My Obsession: Time Travel in Movies

Marty! You must not forget the grandfather paradox when you go through with this whole date-your-mom thing!

“Falling down the wormhole of chronophysics in film”


The flapping wings of a butterfly can cause a hurricane on the other side of the world, or so goes the official definition of the “butterfly effect.” To me, however, it will always refer to the crushed butterfly on the boot of a time-traveling hunter in Ray Bradbury’s “A Sound of Thunder,” which in elementary school sent me down the rabbit hole of time travel theory. In the story, a man goes back in time to shoot a doomed-to-die-anyway dinosaur but accidentally steps off the path, killing a butterfly and irreparably changing the future.

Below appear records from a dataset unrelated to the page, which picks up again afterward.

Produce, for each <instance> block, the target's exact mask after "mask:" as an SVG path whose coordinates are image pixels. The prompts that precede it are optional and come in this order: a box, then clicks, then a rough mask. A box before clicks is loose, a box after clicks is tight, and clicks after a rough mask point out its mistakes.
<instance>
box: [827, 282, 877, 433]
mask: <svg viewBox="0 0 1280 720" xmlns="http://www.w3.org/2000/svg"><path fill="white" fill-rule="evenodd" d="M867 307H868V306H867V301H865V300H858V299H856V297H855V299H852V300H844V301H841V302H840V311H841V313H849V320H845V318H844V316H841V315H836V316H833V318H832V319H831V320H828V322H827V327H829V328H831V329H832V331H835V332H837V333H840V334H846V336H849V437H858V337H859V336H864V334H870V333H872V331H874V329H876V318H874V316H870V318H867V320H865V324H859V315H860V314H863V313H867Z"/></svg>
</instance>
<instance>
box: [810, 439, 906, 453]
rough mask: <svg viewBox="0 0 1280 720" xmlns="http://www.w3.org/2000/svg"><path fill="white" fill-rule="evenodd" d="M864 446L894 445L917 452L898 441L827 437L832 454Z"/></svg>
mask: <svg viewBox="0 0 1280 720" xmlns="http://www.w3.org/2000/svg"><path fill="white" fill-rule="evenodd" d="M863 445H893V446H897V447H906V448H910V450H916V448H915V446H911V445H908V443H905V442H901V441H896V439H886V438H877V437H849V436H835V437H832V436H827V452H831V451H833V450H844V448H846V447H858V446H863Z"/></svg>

Bradbury’s hunter has the unfortunate distinction of living in a Contingent Universe, in which any change to the past made by the time traveler overwrites the original and replaces it with a freshly generated new version. In Back to the Future, when Marty McFly ends up in 1955, Doc Brown tells him if he is not careful, he will erase his own existence. This is often known as the “grandfather paradox,” i.e., going back in time and killing your grandfather prevents your own birth. Another version is the “Hitler murder” paradox – if you go back in time and successfully kill Hitler, foiling the Holocaust, you undercut any need to go back in time to kill Hitler.

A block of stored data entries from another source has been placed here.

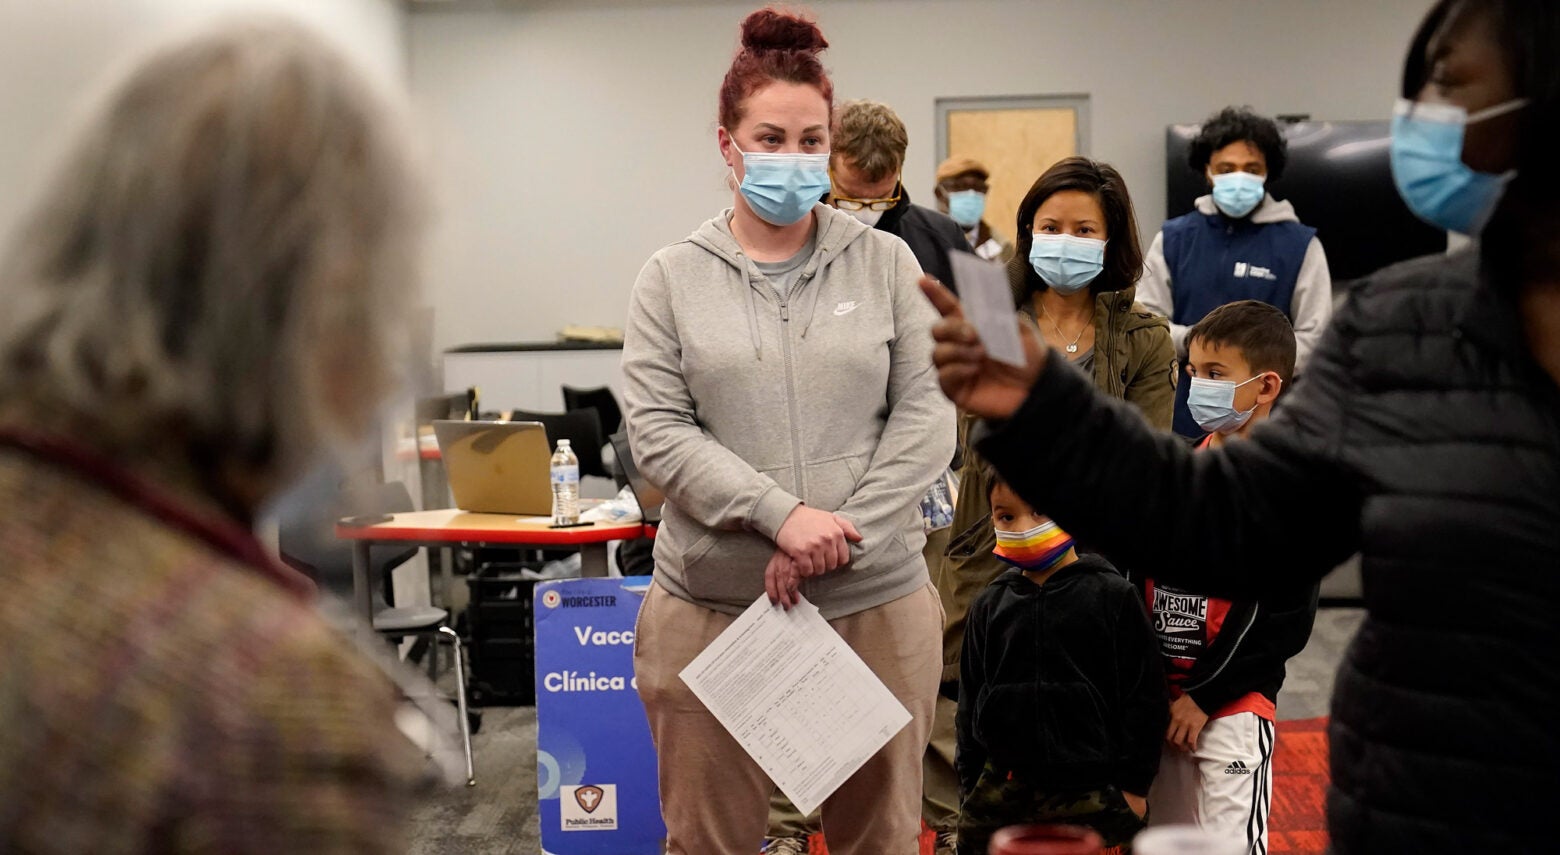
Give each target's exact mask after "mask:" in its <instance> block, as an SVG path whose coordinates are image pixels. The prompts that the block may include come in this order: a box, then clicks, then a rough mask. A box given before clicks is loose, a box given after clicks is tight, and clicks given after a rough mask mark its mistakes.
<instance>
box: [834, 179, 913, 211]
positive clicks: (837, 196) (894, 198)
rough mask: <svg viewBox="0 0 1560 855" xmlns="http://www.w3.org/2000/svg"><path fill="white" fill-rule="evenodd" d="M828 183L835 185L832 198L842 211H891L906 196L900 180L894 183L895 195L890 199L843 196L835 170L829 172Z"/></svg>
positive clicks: (886, 198)
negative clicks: (840, 191)
mask: <svg viewBox="0 0 1560 855" xmlns="http://www.w3.org/2000/svg"><path fill="white" fill-rule="evenodd" d="M828 183H830V184H833V187H831V198H833V200H835V208H838V209H841V211H889V209H892V208H894V206H895V204H899V200H900V197H903V195H905V190H903V184H902V183H900V179H895V181H894V195H892V197H888V198H852V197H846V195H841V193H839V189H838V187H839V184H835V170H828Z"/></svg>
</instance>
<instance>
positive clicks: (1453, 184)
mask: <svg viewBox="0 0 1560 855" xmlns="http://www.w3.org/2000/svg"><path fill="white" fill-rule="evenodd" d="M1524 106H1527V98H1516V100H1512V101H1505V103H1502V105H1496V106H1493V108H1490V109H1480V111H1479V112H1476V114H1473V115H1468V111H1465V109H1463V108H1460V106H1452V105H1420V103H1415V101H1410V100H1407V98H1398V106H1396V108H1395V109H1393V114H1392V179H1393V181H1395V183H1396V184H1398V193H1399V195H1402V201H1406V203H1409V209H1410V211H1413V212H1415V214H1416V215H1418V217H1420V218H1421V220H1424V222H1426V223H1431V225H1432V226H1437V228H1443V229H1446V231H1455V232H1459V234H1479V232H1480V231H1484V226H1485V223H1488V222H1490V215H1491V214H1494V208H1496V204H1499V203H1501V195H1502V193H1505V184H1507V183H1510V181H1512V178H1513V176H1515V175H1516V173H1515V172H1507V173H1505V175H1490V173H1484V172H1474V170H1473V169H1471V167H1468V164H1465V162H1462V147H1463V129H1465V128H1466V126H1468V125H1473V123H1476V122H1484V120H1485V119H1494V117H1496V115H1504V114H1507V112H1512V111H1513V109H1521V108H1524Z"/></svg>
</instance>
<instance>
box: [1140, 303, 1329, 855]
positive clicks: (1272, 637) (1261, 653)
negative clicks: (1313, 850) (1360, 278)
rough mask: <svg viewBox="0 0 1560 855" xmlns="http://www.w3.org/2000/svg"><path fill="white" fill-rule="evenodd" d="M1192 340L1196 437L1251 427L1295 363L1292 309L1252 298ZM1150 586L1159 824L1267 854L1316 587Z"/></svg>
mask: <svg viewBox="0 0 1560 855" xmlns="http://www.w3.org/2000/svg"><path fill="white" fill-rule="evenodd" d="M1187 351H1189V356H1190V360H1189V367H1187V382H1189V384H1190V395H1189V398H1187V403H1189V406H1190V410H1192V417H1193V418H1195V420H1197V423H1198V424H1200V426H1201V428H1203V431H1204V432H1206V434H1207V435H1206V437H1204V438H1203V442H1201V443H1200V445H1198V448H1211V446H1220V445H1223V443H1226V442H1237V440H1240V438H1242V437H1245V435H1246V434H1248V432H1250V431H1251V428H1253V426H1256V424H1257V423H1259V421H1262V420H1264V418H1267V417H1268V412H1270V410H1271V409H1273V403H1275V401H1276V399H1278V396H1279V393H1281V392H1282V388H1284V384H1287V382H1289V381H1290V378H1292V376H1293V373H1295V331H1293V328H1292V326H1290V323H1289V318H1287V317H1285V315H1284V312H1279V310H1278V309H1275V307H1271V306H1268V304H1265V303H1257V301H1254V300H1245V301H1240V303H1229V304H1226V306H1220V307H1218V309H1214V310H1212V312H1209V314H1207V315H1206V317H1204V318H1203V320H1201V321H1198V323H1197V325H1195V326H1193V328H1192V329H1190V331H1189V332H1187ZM1143 593H1145V598H1147V601H1148V608H1150V612H1151V616H1153V627H1154V633H1156V635H1158V638H1159V646H1161V652H1162V654H1164V666H1165V676H1167V679H1168V682H1170V697H1172V701H1170V727H1168V732H1167V733H1165V747H1164V755H1162V758H1161V765H1159V775H1158V777H1156V779H1154V783H1153V788H1151V789H1150V791H1148V807H1150V814H1148V818H1150V824H1153V825H1161V824H1192V825H1200V827H1203V828H1206V830H1212V832H1217V833H1220V835H1228V836H1231V838H1237V839H1242V841H1245V844H1246V852H1250V853H1264V855H1265V853H1267V850H1268V849H1267V821H1268V805H1270V802H1271V799H1273V774H1271V761H1273V741H1275V729H1273V721H1275V718H1276V713H1278V707H1276V702H1278V691H1279V688H1281V686H1282V685H1284V663H1285V662H1289V658H1290V657H1293V655H1295V654H1298V652H1299V651H1303V649H1304V647H1306V641H1307V640H1309V638H1310V626H1312V623H1314V621H1315V618H1317V587H1315V585H1312V587H1309V588H1303V590H1295V591H1289V593H1284V594H1276V596H1270V598H1267V599H1264V601H1260V602H1257V601H1231V599H1223V598H1218V596H1207V594H1206V593H1203V591H1189V590H1181V588H1172V587H1168V585H1156V584H1154V580H1153V579H1145V580H1143Z"/></svg>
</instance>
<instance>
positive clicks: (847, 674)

The Contingent Universe is only one example of chronophysics, a subject taught nowhere but in the stories and screenplays of science fiction. In contrast, the Divergent Universe, or Branch Theory, creates a new universe/timeline every time a change is made. In the original Planet of the Apes franchise, when Cornelius and Zira head back in time in Escape From the Planet of the Apes they start a new timeline. Their child will start a revolution in a future very different than the past Cornelius described in the original film.

The Elastic Universe “snaps back,” so even if a time traveler makes changes, the Universe tends to self-correct and eventually the outcome looks very similar to the pre-time travel version. Peggy Sue Got Married finds Kathleen Turner traveling back 25 years and changing very little, despite her intentions. Hulu’s 11.22.63 features a modified Elastic Universe; as James Franco tries to prevent the JFK assassination, the past conspires against him.

Finally, the Closed Loop or Deterministic Universe basically makes the time traveler powerless (or all-powerful, depending on how you view it). Any change the time traveler makes to the past is a change they were always going to make, or already made. There is one, immutable version of history. In The Time Traveler’s Wife, Eric Bana meets Rachel McAdams who is already in love with him because she has met his older version several times in the past when she was younger. He then does exactly that, giving a younger version of Rachel the dates he will arrive out of the older Rachel’s diary.

Take any of those films and transplant them under a different set of chronophysics and everything changes. Closed Loop Marty had always taken his mom to prom, Contingent Cornelius disappears as soon as he escapes from his planet, Divergent Peggy Sue undoes her own marriage, and Elastic Eric Bana dies in the first minute of the film. Fun, right? And we haven’t even added doppelgänger variations into the mix and discussed the six Aarons in Primer.

Bears Fonté is the founder and artistic director of Other Worlds Austin, the area’s only dedicated science-fiction film festival.